Dans l'ensemble, les deux parties s'engagent à demeurer constamment en communication à
tous les paliers, en échangeant tous les renseignements se rapportant aux éléments
ou au programme faisant l'objet du contrat.
Federal Prison Industries a connu, à ce jour, certains succès dans ses
partenariats avec le secteur privé, notamment dans le domaine de la fabrication de panneaux
architecturaux et de cartouches d'encre pour imprimantes laser. Il y a également eu des
échecs. Dans un cas, un projet de traitement de données dans une prison
fédérale du New Jersey a tourné court, faute d'un plan de marketing bien
pensé. Dans un autre, une offre de partenariat en vue de la production d'enveloppes n'a pas
trouvé preneur à cause du degré élevé de risque financier à
assumer.
Principaux domaines de planification Dans le processus de planification d'une entente de partenariat,
les dix points suivants sont primordiaux:
-
déterminer la nature du produit et le lieu de sa production;
-
désigner un point de contact principal;
-
déterminer quelles ressources peuvent être mises à la disposition de
l'entreprise privée;
-
évaluer avec soin les entreprises candidates;
-
établir des relations de travail avec l'entreprise partenaire et faire en sorte que chacun
comprenne les besoins de l'autre partie;
-
toujours être de bonne foi;
-
élaborer un plan bien pensé et détaillé avant la signature du
contrat;
-
établir un calendrier de mise en oeuvre;
-
définir des paramètres précis (moyens et résultats) et établir
des ententes par écrit;
-
prévoir la fin du contrat en y incluant une clause de retrait graduel, et même une
clause de renonciation dans l'éventualité où les deux parties concluraient
à l'échec du partenariat.
Une autre question primordiale à prendre en compte dans la négociation d'un tel contrat
est celle de la solidité financière de l'entreprise partenaire. Il est essentiel que
celle-ci ait les reins assez solides pour investir les ressources nécessaires au démarrage
sans que sa trésorerie ne s'en ressente.
Quelles sont les perspectives d'avenir? Il est clair qu'à l'avenir, les ateliers industriels des
prisons continueront de jouer un rôle majeur dans la gestion sûre et efficace
d'établissements correctionnels surpeuplés. Il est tout aussi évident qu'ils feront
de plus en plus appel au secteur privé pour les aider à trouver des solutions favorisant
leur expansion. Le partenariat avec le secteur privé n'est sans doute pas la solution miracle aux
problèmes auxquels font face les administrateurs des ateliers industriels dans les prisons, mais
il apporte certainement des éléments de réponse. Il faut surmonter beaucoup
d'obstacles, et investir beaucoup d'efforts et de ressources pour établir un partenariat
satisfaisant, mais le jeu en vaut la chandelle.

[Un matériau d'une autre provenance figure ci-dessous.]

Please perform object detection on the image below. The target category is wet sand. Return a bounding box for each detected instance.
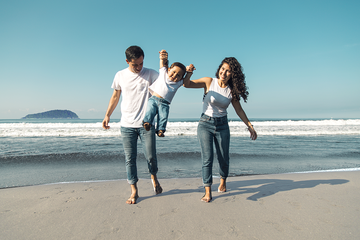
[0,171,360,240]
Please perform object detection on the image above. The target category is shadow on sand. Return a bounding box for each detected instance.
[141,176,349,201]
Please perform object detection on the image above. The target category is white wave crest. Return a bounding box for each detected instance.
[0,119,360,137]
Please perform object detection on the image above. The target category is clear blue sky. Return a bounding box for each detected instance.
[0,0,360,119]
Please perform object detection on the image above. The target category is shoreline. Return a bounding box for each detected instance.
[0,171,360,240]
[0,168,360,191]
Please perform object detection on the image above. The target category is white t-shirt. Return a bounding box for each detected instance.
[111,68,159,128]
[203,78,232,117]
[150,67,183,103]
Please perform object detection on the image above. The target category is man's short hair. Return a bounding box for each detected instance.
[125,46,145,62]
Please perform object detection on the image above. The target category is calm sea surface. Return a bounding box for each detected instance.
[0,119,360,188]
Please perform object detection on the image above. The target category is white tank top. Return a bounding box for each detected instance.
[203,78,232,117]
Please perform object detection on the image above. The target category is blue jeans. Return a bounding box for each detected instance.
[144,96,170,132]
[197,114,230,187]
[121,124,158,184]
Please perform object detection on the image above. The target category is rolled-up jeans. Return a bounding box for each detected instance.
[197,114,230,187]
[144,96,170,132]
[121,127,158,184]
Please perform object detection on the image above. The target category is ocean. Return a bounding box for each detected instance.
[0,119,360,188]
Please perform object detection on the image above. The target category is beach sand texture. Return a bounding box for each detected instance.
[0,171,360,240]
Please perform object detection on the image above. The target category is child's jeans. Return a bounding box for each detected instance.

(1)320 First St. N.W., Washington, D.C. 20534. Les opinions exprimées
dans cet article n'engagent que l'auteur et ne traduisent pas nécessairement les opinions du
U.S. Federal Bureau of Prisons ou du
U.S. Department of Justice.
(2)Les dispositions législatives adoptées en 1977 autorisent le
U.S.
Department of Justice à approuver jusqu'à 50 projets de valorisation des ateliers
industriels dans les prisons. Les ateliers visés ne sont alors plus assujettis aux lois
interdisant le commerce entre États de biens fabriqués dans les Prisons.